Immer mehr Menschen berichten von ihren Erfahrungen mit den Angeboten von Caesars für kostenlose Übernachtungen in Las Vegas. Die spannende Frage bleibt, welche versteckten Kosten auf die Gäste zukommen.
Einige Benutzer auf verschiedenen Foren fanden heraus, dass die vermeintlich kostenlosen Nächte mit einigen hohen Gebühren verbunden sind. Resortgebühren können bis zu 50 Euro pro Nacht betragen, hinzu kommen Steuern.
Ein Benutzer bemerkte: "Resortgebühren werden dir das Geld aus der Tasche ziehen." Dies wirft Skepsis auf, besonders für jene, die mit dem Angebot liebäugeln.
Es gibt viele Details, die potenzielle Gäste beachten sollten. Gäste mit dem Diamond-Status oder höher können sich freuen, da ihnen die Resortgebühren erlassen werden. Alle anderen müssen jedoch die Gebühren plus die entsprechenden Steuern zahlen.

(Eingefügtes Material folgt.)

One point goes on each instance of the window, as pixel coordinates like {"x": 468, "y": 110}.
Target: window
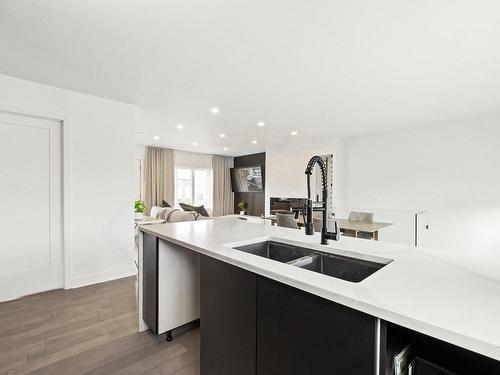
{"x": 193, "y": 186}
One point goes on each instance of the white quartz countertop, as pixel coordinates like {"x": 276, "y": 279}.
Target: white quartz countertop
{"x": 452, "y": 296}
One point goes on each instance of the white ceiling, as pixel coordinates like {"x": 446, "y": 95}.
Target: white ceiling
{"x": 326, "y": 68}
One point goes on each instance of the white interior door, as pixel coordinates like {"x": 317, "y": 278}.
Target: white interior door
{"x": 31, "y": 205}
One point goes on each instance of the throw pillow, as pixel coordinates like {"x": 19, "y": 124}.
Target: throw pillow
{"x": 200, "y": 209}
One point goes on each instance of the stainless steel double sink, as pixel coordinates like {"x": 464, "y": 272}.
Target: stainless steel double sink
{"x": 339, "y": 266}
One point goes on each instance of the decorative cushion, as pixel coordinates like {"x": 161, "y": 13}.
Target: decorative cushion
{"x": 200, "y": 209}
{"x": 175, "y": 215}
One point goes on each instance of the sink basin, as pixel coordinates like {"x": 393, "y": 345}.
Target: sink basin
{"x": 334, "y": 265}
{"x": 278, "y": 251}
{"x": 345, "y": 268}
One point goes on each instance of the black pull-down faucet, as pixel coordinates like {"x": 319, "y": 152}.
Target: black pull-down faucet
{"x": 309, "y": 226}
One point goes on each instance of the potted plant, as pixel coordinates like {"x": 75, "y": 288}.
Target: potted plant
{"x": 243, "y": 206}
{"x": 139, "y": 208}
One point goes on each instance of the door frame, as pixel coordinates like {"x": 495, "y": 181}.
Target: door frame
{"x": 65, "y": 121}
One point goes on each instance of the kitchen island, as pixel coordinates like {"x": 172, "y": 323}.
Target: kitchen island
{"x": 438, "y": 301}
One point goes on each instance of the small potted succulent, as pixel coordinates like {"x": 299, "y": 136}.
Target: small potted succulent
{"x": 243, "y": 206}
{"x": 139, "y": 208}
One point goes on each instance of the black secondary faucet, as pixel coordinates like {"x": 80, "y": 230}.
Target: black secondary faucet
{"x": 309, "y": 226}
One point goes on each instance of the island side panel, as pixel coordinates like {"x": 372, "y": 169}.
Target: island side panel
{"x": 150, "y": 281}
{"x": 228, "y": 319}
{"x": 299, "y": 333}
{"x": 178, "y": 286}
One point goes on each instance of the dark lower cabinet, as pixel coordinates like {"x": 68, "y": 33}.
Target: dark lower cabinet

"Ich habe das gleiche Angebot erhalten und musste am Ende ca. 140 Euro für Resortgebühren und Steuern für drei Nächte in Caesars Palace zahlen."
Ebenso wichtig sind die Parkkosten. Diese sind für Platin-Mitglieder und höher kostenlos. Gäste berichteten auch von langen Wartezeiten beim Check-in, die mehrere Stunden betragen können.
Ein weiterer Kommentar verdeutlicht, wie wichtig es ist, „genug Action“ zu bieten, um die Angebote aufrechtzuerhalten.
🏷️ Resortgebühren zwischen 40-50 Euro pro Nacht plus Steuern sind oft nicht im Angebot enthalten.
💎 Gäste mit Diamond-Status erhalten die Resortgebühren erlassen.
🅿️ Parken ist für Platin-Mitglieder kostenlos.
⏳ Mehrere Stunden Wartezeit beim Check-in sind keine Seltenheit.
💬 „Vermeide es, bei Ankunft gegen die Hausregeln zu verstoßen.“
Caesars-Angebote scheinen attraktiv, jedoch überraschen die hohen Gebühren viele. Was wäre Ihre Strategie, um die Kosten im Auge zu behalten? Die Diskussion geht weiter.
Es besteht eine hohe Wahrscheinlichkeit, dass die Gäste in den kommenden Monaten zunehmend auf die versteckten Kosten der Caesars-Belohnungen aufmerksam werden. Experten schätzen, dass rund 70 Prozent der Reisenden in Las Vegas sich nicht ausreichend über die Gebühren informieren, was zu Frustration führt und den Ruf von Caesars beeinträchtigen könnte. Falls dieses Bewusstsein wächst, könnten die Betreiber gezwungen sein, transparentere Angebote zu erstellen, um Kunden zu halten, die immer stärker auf versteckte Kosten reagieren. Dies könnte auch dazu führen, dass andere Casinos ihre Richtlinien überdenken, um im Wettbewerbsumfeld relevant zu bleiben.
Ein interessanter Vergleich, der hier herangezogen werden kann, ist die Einführung der zusätzlichen Gebühren in der Flugbranche in den 2000er Jahren. Damals verwirrten Airlines die Passagiere genauso mit kostenlos scheinenden Flügen, während versteckte Gebühren für Gepäck und Sitzplatzreservierungen auftauchten. Diese unaufhörliche Suche nach Zusatzgewinnen führte zunächst zu Unmut und schlussendlich zu einem Wandel in der Unternehmensstrategie. Ähnlich wie im Casinosektor könnte der Druck von enttäuschten Gästen Caesars dazu bewegen, die Art und Weise zu ändern, wie sie mit ihren Belohnungsprogrammen umgehen, um langfristig Loyalität zu fördern, anstatt kurzfristige Gewinne zu maximieren.